When Is Debt Dangerous?

Generally speaking, debt only becomes a real problem when a company can't easily pay it off, either by raising capital or with its own cash flow. In the worst case scenario, a company can go bankrupt if it cannot pay its creditors. While that is not too common, we often do see indebted companies permanently diluting shareholders because lenders force them to raise capital at a distressed price. Of course, the upside of debt is that it often represents cheap capital, especially when it replaces dilution in a company with the ability to reinvest at high rates of return. The first step when considering a company's debt levels is to consider its cash and debt together.

See our latest analysis for AFT Pharmaceuticals

What Is AFT Pharmaceuticals's Debt?

As you can see below, AFT Pharmaceuticals had NZ$40.1m of debt at September 2020, down from NZ$45.8m a year prior. However, it does have NZ$5.87m in cash offsetting this, leading to net debt of about NZ$34.3m.

debt-equity-history-analysis
NZSE:AFT Debt to Equity History January 2nd 2021

A Look At AFT Pharmaceuticals's Liabilities

We can see from the most recent balance sheet that AFT Pharmaceuticals had liabilities of NZ$25.9m falling due within a year, and liabilities of NZ$38.1m due beyond that. Offsetting this, it had NZ$5.87m in cash and NZ$16.6m in receivables that were due within 12 months. So it has liabilities totalling NZ$41.7m more than its cash and near-term receivables, combined.

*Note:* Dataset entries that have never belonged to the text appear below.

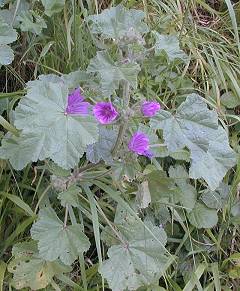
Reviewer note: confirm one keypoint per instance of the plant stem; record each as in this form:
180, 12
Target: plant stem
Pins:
124, 124
66, 216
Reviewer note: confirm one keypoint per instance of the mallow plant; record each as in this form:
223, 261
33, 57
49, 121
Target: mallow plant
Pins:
100, 135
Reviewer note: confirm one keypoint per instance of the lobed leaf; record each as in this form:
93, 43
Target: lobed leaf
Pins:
102, 149
30, 270
57, 241
202, 216
140, 260
46, 131
196, 127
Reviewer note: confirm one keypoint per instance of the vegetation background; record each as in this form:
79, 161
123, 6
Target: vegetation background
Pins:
209, 34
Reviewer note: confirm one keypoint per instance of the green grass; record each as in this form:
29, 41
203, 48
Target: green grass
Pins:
205, 255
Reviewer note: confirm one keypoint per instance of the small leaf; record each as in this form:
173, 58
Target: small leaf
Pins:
115, 22
29, 270
53, 6
112, 73
170, 45
203, 217
216, 199
196, 127
70, 196
56, 241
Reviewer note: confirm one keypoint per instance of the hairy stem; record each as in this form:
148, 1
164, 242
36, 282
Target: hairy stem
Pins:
124, 124
66, 216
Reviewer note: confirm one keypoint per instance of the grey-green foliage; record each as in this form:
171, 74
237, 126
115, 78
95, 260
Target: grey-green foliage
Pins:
186, 193
30, 270
169, 44
162, 188
203, 217
116, 22
216, 199
52, 6
140, 258
7, 36
196, 127
32, 22
70, 196
55, 240
101, 150
46, 131
111, 73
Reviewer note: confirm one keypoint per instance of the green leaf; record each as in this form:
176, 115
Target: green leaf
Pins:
203, 217
161, 187
31, 21
170, 45
139, 260
102, 149
56, 241
186, 192
216, 199
53, 6
70, 196
7, 33
6, 55
52, 134
230, 100
196, 127
23, 149
3, 104
112, 73
116, 22
30, 270
7, 36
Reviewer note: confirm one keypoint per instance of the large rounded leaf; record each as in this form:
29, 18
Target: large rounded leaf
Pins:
51, 133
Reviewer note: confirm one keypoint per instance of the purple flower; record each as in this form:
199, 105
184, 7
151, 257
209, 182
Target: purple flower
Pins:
150, 108
105, 112
75, 104
139, 144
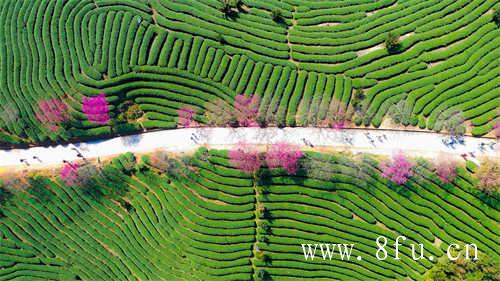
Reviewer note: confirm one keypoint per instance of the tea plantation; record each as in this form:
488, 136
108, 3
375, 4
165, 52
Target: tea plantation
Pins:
210, 221
296, 55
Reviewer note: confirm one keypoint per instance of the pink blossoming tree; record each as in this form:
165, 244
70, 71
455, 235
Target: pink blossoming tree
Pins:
246, 158
52, 113
186, 115
247, 110
446, 168
398, 170
283, 155
496, 130
96, 109
69, 174
218, 113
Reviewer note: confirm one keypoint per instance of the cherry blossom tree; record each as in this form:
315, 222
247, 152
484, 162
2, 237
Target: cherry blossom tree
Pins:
496, 130
246, 158
446, 168
247, 110
218, 113
398, 170
96, 109
186, 115
69, 174
52, 113
9, 113
284, 155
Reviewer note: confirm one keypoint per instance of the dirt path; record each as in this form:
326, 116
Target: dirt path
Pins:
375, 141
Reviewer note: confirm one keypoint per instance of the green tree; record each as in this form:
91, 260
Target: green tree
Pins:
392, 42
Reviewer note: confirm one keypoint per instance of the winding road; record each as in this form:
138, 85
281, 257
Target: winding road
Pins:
377, 141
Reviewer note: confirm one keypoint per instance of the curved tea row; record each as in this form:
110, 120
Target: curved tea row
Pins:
208, 223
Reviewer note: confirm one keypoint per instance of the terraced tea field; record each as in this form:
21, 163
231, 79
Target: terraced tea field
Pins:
165, 55
80, 71
213, 222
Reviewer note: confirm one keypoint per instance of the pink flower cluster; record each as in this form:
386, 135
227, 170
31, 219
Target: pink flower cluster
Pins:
186, 115
398, 170
280, 155
246, 110
51, 113
96, 109
69, 174
246, 158
283, 155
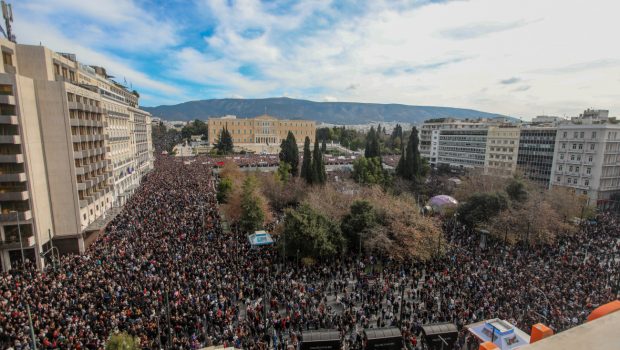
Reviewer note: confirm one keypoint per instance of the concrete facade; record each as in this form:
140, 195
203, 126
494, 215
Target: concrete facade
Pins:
56, 173
262, 133
587, 156
502, 150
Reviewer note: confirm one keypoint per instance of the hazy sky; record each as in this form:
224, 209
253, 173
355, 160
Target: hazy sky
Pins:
515, 57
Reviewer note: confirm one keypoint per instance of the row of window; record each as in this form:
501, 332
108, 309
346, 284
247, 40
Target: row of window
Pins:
575, 169
576, 157
573, 181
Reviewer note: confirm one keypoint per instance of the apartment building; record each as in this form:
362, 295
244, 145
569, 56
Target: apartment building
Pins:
587, 156
260, 133
502, 149
535, 157
458, 143
57, 178
127, 131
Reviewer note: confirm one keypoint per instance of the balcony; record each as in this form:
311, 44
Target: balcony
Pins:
8, 119
11, 158
12, 139
12, 241
17, 177
14, 195
7, 99
10, 217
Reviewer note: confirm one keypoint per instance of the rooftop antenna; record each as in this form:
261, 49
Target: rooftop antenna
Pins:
7, 14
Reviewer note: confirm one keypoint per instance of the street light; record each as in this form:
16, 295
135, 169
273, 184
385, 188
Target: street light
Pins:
19, 233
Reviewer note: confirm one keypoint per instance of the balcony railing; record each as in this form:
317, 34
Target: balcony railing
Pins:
8, 119
11, 158
16, 177
11, 139
11, 217
14, 195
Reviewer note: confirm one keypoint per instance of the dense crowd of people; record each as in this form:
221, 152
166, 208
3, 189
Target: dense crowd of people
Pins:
166, 272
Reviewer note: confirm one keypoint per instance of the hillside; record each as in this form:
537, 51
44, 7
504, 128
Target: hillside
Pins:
327, 112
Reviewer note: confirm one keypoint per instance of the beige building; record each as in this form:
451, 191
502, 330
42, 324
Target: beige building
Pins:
24, 196
502, 150
57, 151
127, 132
260, 134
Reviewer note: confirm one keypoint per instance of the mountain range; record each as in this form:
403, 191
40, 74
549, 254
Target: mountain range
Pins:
327, 112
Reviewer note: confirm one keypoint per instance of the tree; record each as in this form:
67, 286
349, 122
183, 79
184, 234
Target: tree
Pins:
369, 171
310, 233
252, 214
306, 166
224, 144
223, 190
372, 144
289, 153
481, 207
318, 165
410, 165
357, 223
122, 341
284, 172
516, 191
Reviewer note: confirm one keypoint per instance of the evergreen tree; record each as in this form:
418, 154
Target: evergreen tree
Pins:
306, 166
318, 165
289, 153
252, 214
410, 165
224, 144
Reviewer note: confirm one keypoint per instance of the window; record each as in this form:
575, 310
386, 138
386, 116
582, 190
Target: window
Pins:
6, 89
7, 58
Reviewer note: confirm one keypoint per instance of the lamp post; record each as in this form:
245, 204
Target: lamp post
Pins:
19, 233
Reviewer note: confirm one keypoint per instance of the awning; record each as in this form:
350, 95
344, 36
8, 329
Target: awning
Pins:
260, 238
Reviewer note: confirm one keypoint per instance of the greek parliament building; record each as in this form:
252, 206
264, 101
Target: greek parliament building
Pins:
73, 147
581, 153
260, 134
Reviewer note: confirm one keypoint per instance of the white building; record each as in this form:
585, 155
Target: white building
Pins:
587, 156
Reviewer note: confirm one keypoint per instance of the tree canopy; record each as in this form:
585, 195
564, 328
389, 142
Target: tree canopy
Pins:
289, 153
311, 233
224, 143
410, 165
369, 171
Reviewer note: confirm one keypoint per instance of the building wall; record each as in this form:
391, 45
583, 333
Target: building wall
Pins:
502, 148
535, 158
462, 148
587, 159
261, 130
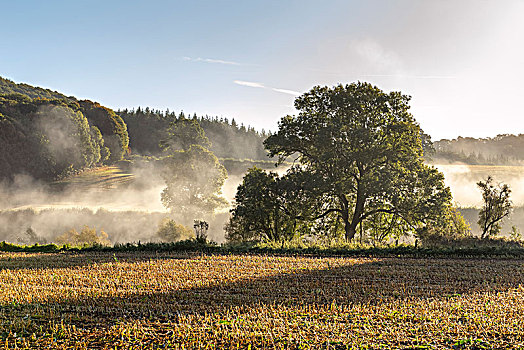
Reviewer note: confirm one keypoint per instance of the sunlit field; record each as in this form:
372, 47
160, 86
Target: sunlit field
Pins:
148, 300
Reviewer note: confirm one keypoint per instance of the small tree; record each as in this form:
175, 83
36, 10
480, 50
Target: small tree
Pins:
496, 206
201, 228
170, 231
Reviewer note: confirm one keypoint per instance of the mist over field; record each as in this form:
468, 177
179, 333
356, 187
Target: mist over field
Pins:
462, 180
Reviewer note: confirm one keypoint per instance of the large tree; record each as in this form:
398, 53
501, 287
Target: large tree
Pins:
363, 149
496, 206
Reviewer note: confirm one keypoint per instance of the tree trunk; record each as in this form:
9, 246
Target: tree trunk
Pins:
351, 227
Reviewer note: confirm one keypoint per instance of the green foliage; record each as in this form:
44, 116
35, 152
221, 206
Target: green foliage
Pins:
111, 126
30, 237
504, 149
272, 208
170, 231
228, 140
45, 138
86, 237
450, 229
515, 234
182, 134
8, 87
362, 149
194, 180
496, 206
47, 135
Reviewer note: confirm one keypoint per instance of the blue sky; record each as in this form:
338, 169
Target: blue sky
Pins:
462, 61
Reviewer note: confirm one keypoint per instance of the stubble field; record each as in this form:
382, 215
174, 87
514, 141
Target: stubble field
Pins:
190, 301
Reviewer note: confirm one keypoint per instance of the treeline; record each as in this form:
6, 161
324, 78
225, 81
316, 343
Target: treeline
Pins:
48, 138
228, 139
8, 87
504, 149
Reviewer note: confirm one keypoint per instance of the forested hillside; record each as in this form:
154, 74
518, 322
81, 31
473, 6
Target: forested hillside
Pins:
47, 135
9, 87
506, 149
228, 139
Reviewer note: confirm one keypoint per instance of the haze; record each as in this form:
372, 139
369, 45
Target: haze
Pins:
460, 60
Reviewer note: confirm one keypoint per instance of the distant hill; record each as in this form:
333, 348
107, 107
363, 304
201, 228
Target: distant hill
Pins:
46, 135
8, 87
505, 149
146, 127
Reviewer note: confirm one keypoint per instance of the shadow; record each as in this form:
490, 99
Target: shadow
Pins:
342, 282
65, 260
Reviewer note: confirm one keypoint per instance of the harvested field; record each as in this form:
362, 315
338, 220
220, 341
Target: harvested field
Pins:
148, 300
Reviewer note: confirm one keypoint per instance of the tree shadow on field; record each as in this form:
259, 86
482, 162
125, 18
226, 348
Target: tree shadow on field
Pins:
65, 260
363, 281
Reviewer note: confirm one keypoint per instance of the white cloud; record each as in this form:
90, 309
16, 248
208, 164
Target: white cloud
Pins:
211, 60
262, 86
249, 84
285, 91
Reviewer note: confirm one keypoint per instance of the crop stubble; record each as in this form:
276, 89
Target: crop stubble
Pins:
144, 300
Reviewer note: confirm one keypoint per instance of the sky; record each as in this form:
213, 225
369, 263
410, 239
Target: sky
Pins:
461, 61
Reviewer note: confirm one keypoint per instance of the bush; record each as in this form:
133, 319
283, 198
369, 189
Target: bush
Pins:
87, 237
170, 231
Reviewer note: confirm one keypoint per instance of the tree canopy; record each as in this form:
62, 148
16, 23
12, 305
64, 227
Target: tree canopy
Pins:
496, 205
362, 148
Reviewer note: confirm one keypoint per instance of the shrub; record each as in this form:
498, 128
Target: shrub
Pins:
170, 231
87, 237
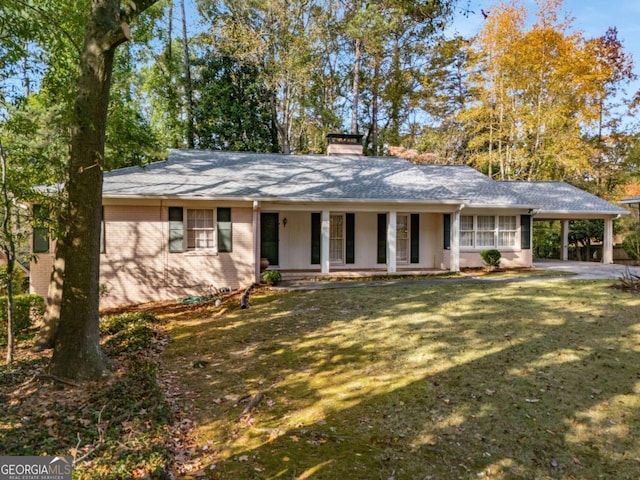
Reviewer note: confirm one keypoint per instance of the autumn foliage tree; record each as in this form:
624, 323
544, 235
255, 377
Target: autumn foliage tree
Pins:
537, 90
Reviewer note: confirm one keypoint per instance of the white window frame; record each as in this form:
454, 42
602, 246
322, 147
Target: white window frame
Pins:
471, 232
342, 238
513, 231
213, 230
496, 231
407, 240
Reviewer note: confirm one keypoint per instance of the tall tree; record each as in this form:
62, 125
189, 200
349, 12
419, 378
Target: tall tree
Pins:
234, 107
77, 352
536, 89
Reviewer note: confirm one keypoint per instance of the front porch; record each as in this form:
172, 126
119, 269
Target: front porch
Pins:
288, 275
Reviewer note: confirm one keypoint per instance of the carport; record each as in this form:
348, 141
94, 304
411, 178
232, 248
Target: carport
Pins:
564, 202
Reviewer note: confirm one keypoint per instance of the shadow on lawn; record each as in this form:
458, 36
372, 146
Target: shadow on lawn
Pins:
396, 384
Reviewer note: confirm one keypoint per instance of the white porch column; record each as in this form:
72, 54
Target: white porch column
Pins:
391, 242
455, 242
564, 251
607, 241
325, 236
256, 241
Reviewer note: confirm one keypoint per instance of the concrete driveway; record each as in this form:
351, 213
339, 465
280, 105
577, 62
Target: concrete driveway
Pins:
587, 270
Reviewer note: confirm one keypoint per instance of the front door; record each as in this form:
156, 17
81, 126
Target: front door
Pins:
269, 223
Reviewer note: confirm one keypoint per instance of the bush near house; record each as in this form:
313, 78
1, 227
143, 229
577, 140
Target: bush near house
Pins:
27, 309
491, 258
272, 277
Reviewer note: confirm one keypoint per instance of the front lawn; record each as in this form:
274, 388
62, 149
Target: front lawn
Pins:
528, 380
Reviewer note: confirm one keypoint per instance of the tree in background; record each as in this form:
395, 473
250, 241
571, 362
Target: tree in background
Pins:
536, 91
233, 111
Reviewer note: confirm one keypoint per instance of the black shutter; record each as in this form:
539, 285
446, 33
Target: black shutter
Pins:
415, 238
224, 229
525, 232
447, 231
351, 237
382, 238
315, 238
176, 229
40, 230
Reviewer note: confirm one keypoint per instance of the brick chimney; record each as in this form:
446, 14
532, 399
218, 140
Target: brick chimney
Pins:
344, 144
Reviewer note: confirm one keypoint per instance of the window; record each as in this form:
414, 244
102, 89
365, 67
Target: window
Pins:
225, 233
485, 231
507, 231
200, 229
40, 229
466, 231
336, 238
402, 238
488, 231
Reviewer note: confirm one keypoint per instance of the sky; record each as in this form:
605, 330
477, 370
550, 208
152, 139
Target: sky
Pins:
592, 17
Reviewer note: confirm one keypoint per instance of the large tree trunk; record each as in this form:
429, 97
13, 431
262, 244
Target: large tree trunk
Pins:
356, 86
46, 338
77, 352
188, 84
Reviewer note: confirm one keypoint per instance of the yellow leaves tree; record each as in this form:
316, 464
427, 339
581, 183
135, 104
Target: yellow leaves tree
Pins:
537, 90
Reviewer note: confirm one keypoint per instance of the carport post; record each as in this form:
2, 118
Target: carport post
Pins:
391, 242
607, 241
325, 238
454, 265
564, 254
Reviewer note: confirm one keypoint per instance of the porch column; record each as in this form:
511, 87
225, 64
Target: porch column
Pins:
391, 242
455, 242
256, 241
325, 232
607, 241
564, 252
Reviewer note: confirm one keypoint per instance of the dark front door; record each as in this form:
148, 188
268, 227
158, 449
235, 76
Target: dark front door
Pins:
269, 237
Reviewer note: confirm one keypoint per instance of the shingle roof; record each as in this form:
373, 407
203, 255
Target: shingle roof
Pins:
560, 197
478, 189
239, 175
214, 174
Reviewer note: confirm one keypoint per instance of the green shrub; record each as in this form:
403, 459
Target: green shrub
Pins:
272, 277
491, 258
18, 280
27, 309
631, 245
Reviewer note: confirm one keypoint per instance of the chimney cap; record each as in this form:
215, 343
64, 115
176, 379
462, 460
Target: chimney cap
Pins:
344, 138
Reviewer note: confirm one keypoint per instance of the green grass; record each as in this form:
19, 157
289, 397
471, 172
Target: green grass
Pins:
442, 381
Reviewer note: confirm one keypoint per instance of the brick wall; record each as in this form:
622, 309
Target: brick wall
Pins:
137, 267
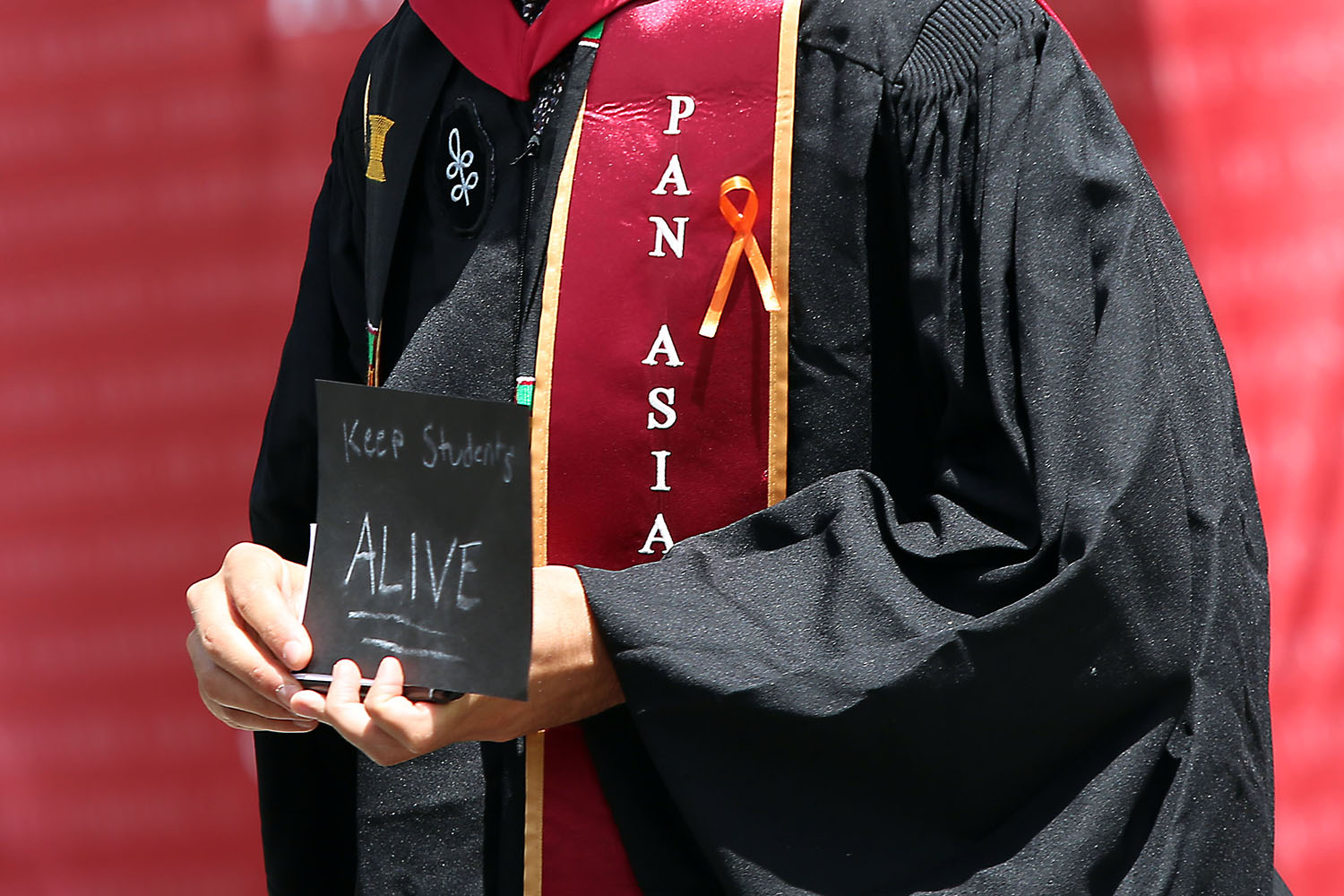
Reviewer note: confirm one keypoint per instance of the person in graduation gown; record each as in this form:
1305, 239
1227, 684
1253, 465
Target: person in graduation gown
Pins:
1008, 634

Since publicly traded AFT Pharmaceuticals shares are worth a total of NZ$576.3m, it seems unlikely that this level of liabilities would be a major threat. But there are sufficient liabilities that we would certainly recommend shareholders continue to monitor the balance sheet, going forward.

In order to size up a company's debt relative to its earnings, we calculate its net debt divided by its earnings before interest, tax, depreciation, and amortization (EBITDA) and its earnings before interest and tax (EBIT) divided by its interest expense (its interest cover). This way, we consider both the absolute quantum of the debt, as well as the interest rates paid on it.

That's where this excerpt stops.